The firm found that their clients also wanted to increase the digital experience of their clients, encouraging them to self-serve more, so the firm built new tools for end users, only to find that they struggled with digital adoption, so the next step was to work with clients to raise digital adoption across their clients.

“Change takes a little while to flow through,” Pells says, diplomatically, adding: “In financial services in particular, people are used to doing things in a particular way.”

Looking forward, Pells says that the firm’s clients are seeing new technological developments with new start-ups based on distributed ledger technology (DLT) systems and blockchain and new providers claiming they can use AI.

“Our clients are sitting up straight and saying ‘we will be left behind here’ so they are coming to us to ask what we are doing in this space.

“Fund managers are saying we want new products and a quicker time to market and our clients used to come to us and say, ‘can you support money market funds or hedge funds’? Now that has swivelled, and they ask for features such as ‘can you support liquidity management or performance fees because they recognise that investors are driving new products.

“It’s not an asset management type solution that they want, but a menu of features they can pick and choose from.”

Pells predicts that as the technology advances, there will be more collaboration as there will be no one solution from one firm so partnering will be more important particularly as new asset classes, such as crypto, appear and they want to go in as quickly as possible.”

The change is driven by new and better technology. “The impact of DLT will be huge and we will move to tokenisation in our business over time, but this is a long term play for the industry as a whole so near term solutions are vital,” Pells says.

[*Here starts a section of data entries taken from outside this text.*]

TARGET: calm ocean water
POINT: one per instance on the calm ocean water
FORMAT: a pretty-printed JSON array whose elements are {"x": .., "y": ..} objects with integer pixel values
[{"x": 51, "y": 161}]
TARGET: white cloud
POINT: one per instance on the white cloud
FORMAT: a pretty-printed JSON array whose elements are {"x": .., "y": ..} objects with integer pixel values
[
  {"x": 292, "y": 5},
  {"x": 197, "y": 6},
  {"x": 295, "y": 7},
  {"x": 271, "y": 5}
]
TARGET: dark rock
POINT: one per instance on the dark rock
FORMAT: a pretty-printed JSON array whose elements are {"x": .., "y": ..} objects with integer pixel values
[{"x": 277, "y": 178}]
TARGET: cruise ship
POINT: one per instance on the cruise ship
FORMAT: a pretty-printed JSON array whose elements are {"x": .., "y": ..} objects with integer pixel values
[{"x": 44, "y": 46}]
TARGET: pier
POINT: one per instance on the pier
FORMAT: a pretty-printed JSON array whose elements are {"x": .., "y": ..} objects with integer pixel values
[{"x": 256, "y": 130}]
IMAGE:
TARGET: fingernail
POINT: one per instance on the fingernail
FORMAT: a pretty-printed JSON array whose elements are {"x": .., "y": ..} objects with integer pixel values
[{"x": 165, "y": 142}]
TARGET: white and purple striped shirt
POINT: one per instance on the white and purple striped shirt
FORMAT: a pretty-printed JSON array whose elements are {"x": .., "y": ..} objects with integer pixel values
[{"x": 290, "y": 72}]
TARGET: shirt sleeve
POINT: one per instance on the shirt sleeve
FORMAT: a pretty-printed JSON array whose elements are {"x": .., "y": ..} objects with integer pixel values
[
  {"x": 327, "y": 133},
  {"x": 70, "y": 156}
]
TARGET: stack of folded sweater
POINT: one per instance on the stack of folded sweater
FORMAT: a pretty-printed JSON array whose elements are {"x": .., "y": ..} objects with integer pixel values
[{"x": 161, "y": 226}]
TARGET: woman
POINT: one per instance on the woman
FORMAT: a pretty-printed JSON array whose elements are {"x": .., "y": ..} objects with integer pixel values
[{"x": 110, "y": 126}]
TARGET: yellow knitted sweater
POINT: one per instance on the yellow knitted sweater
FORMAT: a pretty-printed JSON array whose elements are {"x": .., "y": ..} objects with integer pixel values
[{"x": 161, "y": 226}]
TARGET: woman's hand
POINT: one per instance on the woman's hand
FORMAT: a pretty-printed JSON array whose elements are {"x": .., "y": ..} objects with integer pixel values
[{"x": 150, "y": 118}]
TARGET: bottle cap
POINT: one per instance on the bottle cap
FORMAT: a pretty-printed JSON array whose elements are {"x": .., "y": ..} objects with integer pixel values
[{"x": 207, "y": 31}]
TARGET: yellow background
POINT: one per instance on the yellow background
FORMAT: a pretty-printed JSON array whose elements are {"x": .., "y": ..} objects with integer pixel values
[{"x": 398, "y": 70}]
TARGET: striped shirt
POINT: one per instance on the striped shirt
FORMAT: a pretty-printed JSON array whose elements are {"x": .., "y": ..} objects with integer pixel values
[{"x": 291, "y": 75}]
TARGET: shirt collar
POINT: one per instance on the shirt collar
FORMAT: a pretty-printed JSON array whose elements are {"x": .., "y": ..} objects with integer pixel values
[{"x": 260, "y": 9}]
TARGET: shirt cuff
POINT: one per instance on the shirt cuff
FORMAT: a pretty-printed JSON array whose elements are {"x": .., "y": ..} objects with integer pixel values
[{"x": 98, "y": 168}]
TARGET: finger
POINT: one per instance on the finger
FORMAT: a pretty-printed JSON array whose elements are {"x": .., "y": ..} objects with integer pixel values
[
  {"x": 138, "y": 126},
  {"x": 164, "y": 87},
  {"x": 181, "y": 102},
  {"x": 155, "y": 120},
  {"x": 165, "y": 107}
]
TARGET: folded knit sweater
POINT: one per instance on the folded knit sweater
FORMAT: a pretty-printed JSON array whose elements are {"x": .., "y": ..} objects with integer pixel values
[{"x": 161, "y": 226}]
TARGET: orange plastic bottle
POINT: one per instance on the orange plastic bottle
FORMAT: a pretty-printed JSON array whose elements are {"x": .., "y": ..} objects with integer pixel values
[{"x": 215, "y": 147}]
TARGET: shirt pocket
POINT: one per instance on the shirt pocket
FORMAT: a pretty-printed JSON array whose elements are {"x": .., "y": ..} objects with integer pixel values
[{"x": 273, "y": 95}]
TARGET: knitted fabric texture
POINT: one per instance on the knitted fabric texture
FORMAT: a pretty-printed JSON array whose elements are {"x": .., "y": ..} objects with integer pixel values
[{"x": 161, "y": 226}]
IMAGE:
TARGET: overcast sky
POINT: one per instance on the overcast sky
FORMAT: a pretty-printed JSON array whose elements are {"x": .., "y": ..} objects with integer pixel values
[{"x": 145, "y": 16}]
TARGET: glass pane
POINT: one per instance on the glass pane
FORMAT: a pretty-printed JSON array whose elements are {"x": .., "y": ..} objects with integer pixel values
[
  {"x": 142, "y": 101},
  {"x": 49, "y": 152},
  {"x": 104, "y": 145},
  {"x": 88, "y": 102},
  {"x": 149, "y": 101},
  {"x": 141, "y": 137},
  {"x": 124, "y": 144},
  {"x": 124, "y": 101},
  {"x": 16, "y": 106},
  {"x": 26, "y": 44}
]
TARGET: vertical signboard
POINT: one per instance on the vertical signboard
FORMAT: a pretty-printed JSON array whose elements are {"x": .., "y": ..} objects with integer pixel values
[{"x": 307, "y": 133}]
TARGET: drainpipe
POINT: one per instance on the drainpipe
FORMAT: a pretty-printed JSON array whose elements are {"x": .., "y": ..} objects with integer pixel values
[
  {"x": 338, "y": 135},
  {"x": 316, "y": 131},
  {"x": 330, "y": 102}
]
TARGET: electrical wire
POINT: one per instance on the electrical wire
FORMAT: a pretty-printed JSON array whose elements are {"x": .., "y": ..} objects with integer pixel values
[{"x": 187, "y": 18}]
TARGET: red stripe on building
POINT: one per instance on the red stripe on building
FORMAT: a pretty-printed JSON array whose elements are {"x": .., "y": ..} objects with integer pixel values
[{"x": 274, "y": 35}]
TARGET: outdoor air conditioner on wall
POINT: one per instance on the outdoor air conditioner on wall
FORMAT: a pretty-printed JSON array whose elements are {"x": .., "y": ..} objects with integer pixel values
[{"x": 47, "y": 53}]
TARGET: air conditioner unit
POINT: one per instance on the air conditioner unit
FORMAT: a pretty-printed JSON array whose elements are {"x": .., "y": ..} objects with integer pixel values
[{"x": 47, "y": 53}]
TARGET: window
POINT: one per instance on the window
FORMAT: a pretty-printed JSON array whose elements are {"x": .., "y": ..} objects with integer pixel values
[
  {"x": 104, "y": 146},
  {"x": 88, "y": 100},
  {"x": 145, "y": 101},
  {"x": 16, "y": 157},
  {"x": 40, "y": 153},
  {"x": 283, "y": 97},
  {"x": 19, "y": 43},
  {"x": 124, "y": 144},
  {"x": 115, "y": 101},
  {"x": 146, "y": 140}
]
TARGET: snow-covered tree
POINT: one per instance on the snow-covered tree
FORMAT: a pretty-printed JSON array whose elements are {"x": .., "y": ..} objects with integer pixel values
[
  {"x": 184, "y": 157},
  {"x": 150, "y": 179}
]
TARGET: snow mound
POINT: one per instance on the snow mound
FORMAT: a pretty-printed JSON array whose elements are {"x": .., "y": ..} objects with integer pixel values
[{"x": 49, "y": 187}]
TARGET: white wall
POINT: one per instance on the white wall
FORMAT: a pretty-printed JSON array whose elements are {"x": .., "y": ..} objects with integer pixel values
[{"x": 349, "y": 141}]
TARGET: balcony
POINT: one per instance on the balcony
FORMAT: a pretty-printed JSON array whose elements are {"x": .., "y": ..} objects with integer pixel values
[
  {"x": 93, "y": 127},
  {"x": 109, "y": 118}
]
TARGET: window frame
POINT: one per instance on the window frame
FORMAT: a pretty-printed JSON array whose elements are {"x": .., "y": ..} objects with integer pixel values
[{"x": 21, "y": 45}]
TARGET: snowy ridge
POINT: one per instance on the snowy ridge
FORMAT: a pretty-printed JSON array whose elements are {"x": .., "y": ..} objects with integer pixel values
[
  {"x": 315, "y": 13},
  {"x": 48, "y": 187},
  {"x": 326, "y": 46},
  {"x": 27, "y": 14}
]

His firm is taking its core registries and breaking them out into modules so that rather than three big systems, the firm has a set of modular solutions and in that process it is also mindful of the arrival of artificial intelligence (AI) in the industry.

“AI needs data and in the right format, so we have an eye on the future examining how we prepare that data model so that when AI comes along, we know how best it can consume that data. We are thinking about the future as we move towards it step by step.”